Der Taube nickte trübselig. »Jao, de Könder, de Könder!« seufzte er und rieb sich das früher so glatt rasierte, jetzt ein wenig stopplige Kinn. »Ech haon zu vill Ambra. Dat ville Land – uf Knecht on Mägd es kein Verlaaß mieh heutzudag – on dann all de villen Hippetheken, all die Zönsen einzukassieren – jao, esu en Vermögen zu verwalten, es ken Könderspill – nä!«

Mit der Geschwätzigkeit eines, der lange hat schweigen müssen, fing der Taube jetzt an, alle seine Angelegenheiten auszukramen. Er babbelte und schnatterte mit der leisen, tonlosen Stimme desjenigen, der selbst keinen Laut mehr von dem hört, was er sagt. Es war noch viel vom Bewußtsein seines Reichtums in dem alten Bauern, aber das Alter und das Gehörleiden hatten der Protzigkeit doch einen Dämpfer aufgesetzt. Noch fühlte sich der Laufeld, besonders heut dem Bettelmann da gegenüber, aber des Blinden scharfes Ohr hörte mehr als einen verstohlenen Seufzer heraus zwischen all den großspurigen Worten.

Jakob Laufeld schloß:

»Mein Ammei, die Aeldest, es dod – duh sein woll Enkelcher, äwer ech will neist met dem Witmann zu duhn haon – immer Gäld, Gäld! Aewer hän krieht neist – niemand krieht ebbes, ehnder ech dod bin, nä!« Eigensinnig bekräftigend nickte er vier-, fünfmal hintereinander. »Mein Zweit, dat Maria, es im Kloster – jao, dat es en groß Glück, dat die esu fürnehm es – et haot äwer aach groß Gäld gekost, groß Gäld! Ech saon Eich, Müller-Hannes, wän en Plaatz newer onsem Hährgott gewinne will, dän haot dat net ummesons. O Jess'! Awer et es doch fatal, zu siehn kriehn ech mein Dochter fast gaor net mieh!«

Er schwieg und senkte den Kopf; all die Furchen seiner einst vollen, frischroten und jetzt doppelt verrunzelten und verblichenen Wangen schienen tiefer zu werden.

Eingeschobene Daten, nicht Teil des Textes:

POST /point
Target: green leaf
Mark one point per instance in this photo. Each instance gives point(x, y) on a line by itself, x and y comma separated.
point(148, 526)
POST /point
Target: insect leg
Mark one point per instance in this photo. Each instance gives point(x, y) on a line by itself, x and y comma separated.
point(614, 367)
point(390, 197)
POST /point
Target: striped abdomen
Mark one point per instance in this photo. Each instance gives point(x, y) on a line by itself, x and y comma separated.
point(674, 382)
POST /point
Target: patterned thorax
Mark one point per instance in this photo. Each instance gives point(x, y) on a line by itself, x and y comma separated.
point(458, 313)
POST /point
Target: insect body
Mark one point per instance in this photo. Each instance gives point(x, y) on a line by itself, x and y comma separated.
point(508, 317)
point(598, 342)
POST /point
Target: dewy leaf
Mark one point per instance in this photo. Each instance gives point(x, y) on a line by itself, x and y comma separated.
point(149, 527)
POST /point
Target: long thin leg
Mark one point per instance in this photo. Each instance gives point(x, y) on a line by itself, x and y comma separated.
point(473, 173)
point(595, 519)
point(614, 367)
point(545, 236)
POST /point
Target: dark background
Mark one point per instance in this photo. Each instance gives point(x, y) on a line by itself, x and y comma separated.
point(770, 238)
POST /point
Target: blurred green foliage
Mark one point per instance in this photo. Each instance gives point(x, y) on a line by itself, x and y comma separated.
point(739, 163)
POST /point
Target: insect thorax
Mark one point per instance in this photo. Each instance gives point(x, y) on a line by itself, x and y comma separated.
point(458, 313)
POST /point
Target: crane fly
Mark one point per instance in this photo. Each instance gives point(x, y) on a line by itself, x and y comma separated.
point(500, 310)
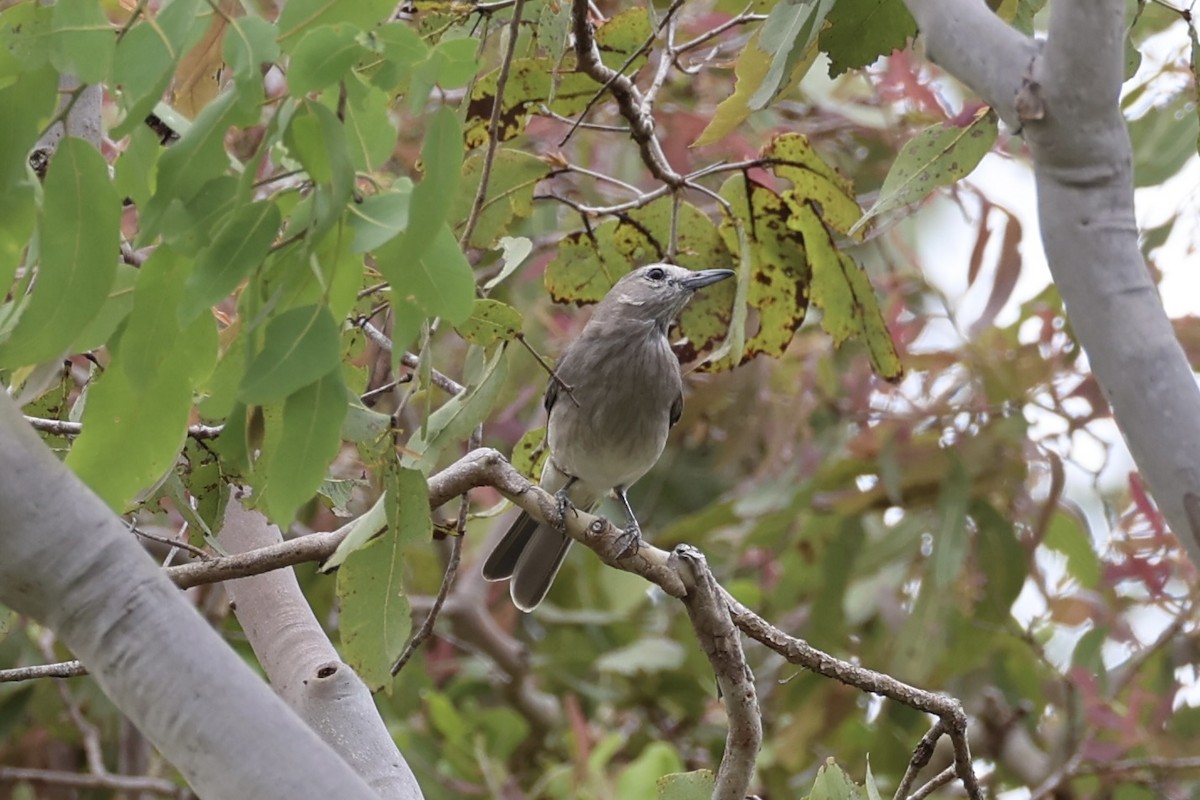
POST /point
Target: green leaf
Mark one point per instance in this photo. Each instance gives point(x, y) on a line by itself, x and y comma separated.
point(491, 322)
point(432, 198)
point(147, 56)
point(647, 655)
point(136, 164)
point(117, 307)
point(685, 786)
point(441, 282)
point(381, 217)
point(299, 17)
point(292, 469)
point(198, 157)
point(454, 421)
point(777, 288)
point(863, 30)
point(750, 71)
point(509, 193)
point(23, 52)
point(370, 132)
point(375, 620)
point(324, 56)
point(142, 404)
point(237, 250)
point(529, 453)
point(791, 28)
point(249, 43)
point(588, 263)
point(79, 238)
point(832, 783)
point(301, 344)
point(952, 540)
point(657, 759)
point(937, 156)
point(1068, 535)
point(516, 251)
point(82, 40)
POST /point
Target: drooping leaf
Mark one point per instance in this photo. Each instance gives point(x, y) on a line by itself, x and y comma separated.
point(376, 619)
point(381, 217)
point(843, 290)
point(863, 30)
point(750, 70)
point(685, 786)
point(937, 156)
point(198, 157)
point(238, 247)
point(142, 404)
point(516, 251)
point(301, 344)
point(455, 419)
point(509, 193)
point(323, 56)
point(298, 17)
point(78, 236)
point(491, 322)
point(433, 197)
point(147, 56)
point(791, 28)
point(82, 40)
point(370, 132)
point(439, 283)
point(292, 469)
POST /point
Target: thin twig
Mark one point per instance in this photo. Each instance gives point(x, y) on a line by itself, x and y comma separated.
point(448, 577)
point(629, 98)
point(493, 126)
point(124, 783)
point(57, 669)
point(934, 783)
point(66, 428)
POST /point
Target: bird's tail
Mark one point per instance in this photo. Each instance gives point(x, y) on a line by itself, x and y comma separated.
point(529, 554)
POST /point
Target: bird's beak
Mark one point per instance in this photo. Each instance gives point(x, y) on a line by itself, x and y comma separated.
point(703, 277)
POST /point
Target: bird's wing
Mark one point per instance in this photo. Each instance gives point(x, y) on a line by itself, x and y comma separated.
point(551, 394)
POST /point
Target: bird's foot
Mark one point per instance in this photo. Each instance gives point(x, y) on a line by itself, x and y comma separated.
point(563, 505)
point(629, 541)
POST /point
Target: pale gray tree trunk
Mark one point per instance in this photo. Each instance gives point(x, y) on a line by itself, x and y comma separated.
point(70, 563)
point(1062, 94)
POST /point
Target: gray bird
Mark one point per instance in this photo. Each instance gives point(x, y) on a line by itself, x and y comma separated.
point(616, 392)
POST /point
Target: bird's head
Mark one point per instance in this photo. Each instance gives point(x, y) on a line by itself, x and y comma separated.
point(657, 293)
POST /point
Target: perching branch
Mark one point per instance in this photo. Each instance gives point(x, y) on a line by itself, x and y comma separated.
point(629, 98)
point(486, 467)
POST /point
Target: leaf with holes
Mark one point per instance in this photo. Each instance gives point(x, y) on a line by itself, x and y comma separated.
point(937, 156)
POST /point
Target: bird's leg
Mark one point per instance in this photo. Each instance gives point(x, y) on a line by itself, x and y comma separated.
point(564, 503)
point(631, 537)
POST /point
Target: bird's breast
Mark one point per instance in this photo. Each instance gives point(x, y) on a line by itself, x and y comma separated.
point(624, 388)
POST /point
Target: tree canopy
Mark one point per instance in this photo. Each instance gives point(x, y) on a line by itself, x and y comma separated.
point(304, 264)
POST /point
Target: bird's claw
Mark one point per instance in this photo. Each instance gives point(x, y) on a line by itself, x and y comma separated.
point(563, 504)
point(629, 541)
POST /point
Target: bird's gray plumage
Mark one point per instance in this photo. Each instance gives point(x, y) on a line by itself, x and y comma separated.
point(609, 428)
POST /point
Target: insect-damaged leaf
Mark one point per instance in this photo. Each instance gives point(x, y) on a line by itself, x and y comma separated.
point(533, 82)
point(778, 289)
point(589, 262)
point(937, 156)
point(843, 290)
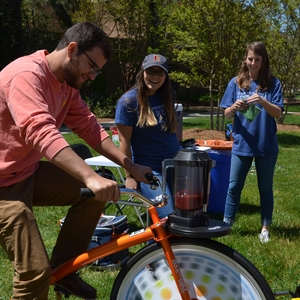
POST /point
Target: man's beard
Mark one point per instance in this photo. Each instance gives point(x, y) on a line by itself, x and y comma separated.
point(71, 71)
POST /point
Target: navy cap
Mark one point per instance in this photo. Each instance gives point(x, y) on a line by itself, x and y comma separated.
point(155, 60)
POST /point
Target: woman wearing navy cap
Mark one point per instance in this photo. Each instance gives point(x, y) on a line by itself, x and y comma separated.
point(146, 122)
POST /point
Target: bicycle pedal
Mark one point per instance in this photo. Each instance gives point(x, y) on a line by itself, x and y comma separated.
point(60, 292)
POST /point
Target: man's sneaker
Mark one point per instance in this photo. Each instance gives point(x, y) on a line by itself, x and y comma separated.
point(72, 284)
point(264, 236)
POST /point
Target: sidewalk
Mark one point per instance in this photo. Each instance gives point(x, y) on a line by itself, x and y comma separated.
point(107, 123)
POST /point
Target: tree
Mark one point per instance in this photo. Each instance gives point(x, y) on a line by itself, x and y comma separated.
point(283, 40)
point(208, 38)
point(11, 38)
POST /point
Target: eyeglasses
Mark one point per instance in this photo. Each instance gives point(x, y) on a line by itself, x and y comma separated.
point(151, 71)
point(94, 71)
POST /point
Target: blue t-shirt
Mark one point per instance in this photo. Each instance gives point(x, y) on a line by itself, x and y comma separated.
point(256, 138)
point(149, 145)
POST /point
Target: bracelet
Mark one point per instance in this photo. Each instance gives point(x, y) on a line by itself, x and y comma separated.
point(232, 110)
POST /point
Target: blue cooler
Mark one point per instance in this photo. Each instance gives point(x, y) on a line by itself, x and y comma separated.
point(219, 176)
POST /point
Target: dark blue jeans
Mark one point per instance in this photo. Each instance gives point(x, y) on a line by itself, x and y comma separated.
point(240, 166)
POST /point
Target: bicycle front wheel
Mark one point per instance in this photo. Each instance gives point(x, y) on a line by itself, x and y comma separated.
point(211, 270)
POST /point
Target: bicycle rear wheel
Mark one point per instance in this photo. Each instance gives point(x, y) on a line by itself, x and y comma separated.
point(212, 271)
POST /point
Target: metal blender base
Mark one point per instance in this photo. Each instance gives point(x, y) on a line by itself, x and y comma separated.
point(207, 228)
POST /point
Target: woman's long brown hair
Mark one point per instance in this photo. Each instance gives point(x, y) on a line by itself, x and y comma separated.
point(147, 117)
point(264, 78)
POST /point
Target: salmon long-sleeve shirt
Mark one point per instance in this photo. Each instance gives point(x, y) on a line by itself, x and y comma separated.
point(33, 106)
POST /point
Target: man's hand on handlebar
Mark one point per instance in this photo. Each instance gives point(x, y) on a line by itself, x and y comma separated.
point(104, 189)
point(139, 172)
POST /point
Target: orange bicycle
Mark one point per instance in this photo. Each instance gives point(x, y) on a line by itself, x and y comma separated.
point(183, 263)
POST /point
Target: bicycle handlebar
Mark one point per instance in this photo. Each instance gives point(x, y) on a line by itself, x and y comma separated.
point(159, 200)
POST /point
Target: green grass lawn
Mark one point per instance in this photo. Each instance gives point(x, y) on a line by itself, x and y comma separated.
point(277, 260)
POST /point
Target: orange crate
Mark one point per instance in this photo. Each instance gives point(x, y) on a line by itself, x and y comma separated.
point(215, 144)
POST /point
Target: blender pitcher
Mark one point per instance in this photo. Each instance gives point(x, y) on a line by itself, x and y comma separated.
point(191, 183)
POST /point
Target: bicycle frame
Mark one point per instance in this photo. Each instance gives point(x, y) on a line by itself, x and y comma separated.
point(155, 231)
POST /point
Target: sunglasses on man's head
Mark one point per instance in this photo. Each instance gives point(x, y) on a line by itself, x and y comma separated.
point(94, 71)
point(159, 72)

Fränz war ganz erstaunt: hatte der Laufeld denn nicht den Joseph, den Joseph? Das war doch recht einer zum Großtun. Warum sprach er denn von dem Joseph nicht?!

Neugierig reckte sie den Hals.

Müller-Hannes schien das auch zu vermissen. Mit aller Kraft seiner Lungen brüllte er dem Rivalen ins Ohr: »On Eier Josephche?«

»Wän?«

»Eier Josephche, Eier Sohn, no?«

»Ah su, dän Joseph! Hm, jao. Jao, jao, dän es en staatse Jong, jao!«

Weiter sprach sich der Laufeld nicht aus. Er stand plötzlich auf, als wäre die Bank unter ihm glühend geworden. »Adjes!« Dann, fast schon im Fortgehen wies er mit dem mageren Zeigefinger nach dem starken, braunen Mädchen hin, das aus klaren Augen entschlossen dreinsah. »Es die lao Eier?«

»Jao,« sagte Müller-Hannes schnell, und eine heimlich triumphierende Freude belebte seinen Ton. »Die es mein!« Er drehte den Kopf nach seiner Fränz und nickte ihr stolz und zufrieden zu:

»Noren en Dochter! Aewer, Laufeld, ech saon Eich, wat for ein'! Komm, Fränz, laoße mir eweil giehn!«

Er stützte sich rasch auf ihren dargebotenen Arm, und so flink schritt er aus, so beflügelten, fast ungeduldigen Trittes, als ginge er einer großen Freude entgegen.

Die Sonne schien hell. Vom Mosenkopf kam ein starkes Wehen, blies der Fränz das kattunene Kopftuch in den Nacken und dem Mann den Rock auseinander, daß er dahinschritt mit offener Brust. Im herben Eifelwind wehten die unbedeckten Haare, die dürftigen Kleider von Vater und Tochter.

Sie gingen dahin, rüstigen Schrittes, großragende Gestalten auf freier Eifelhöh.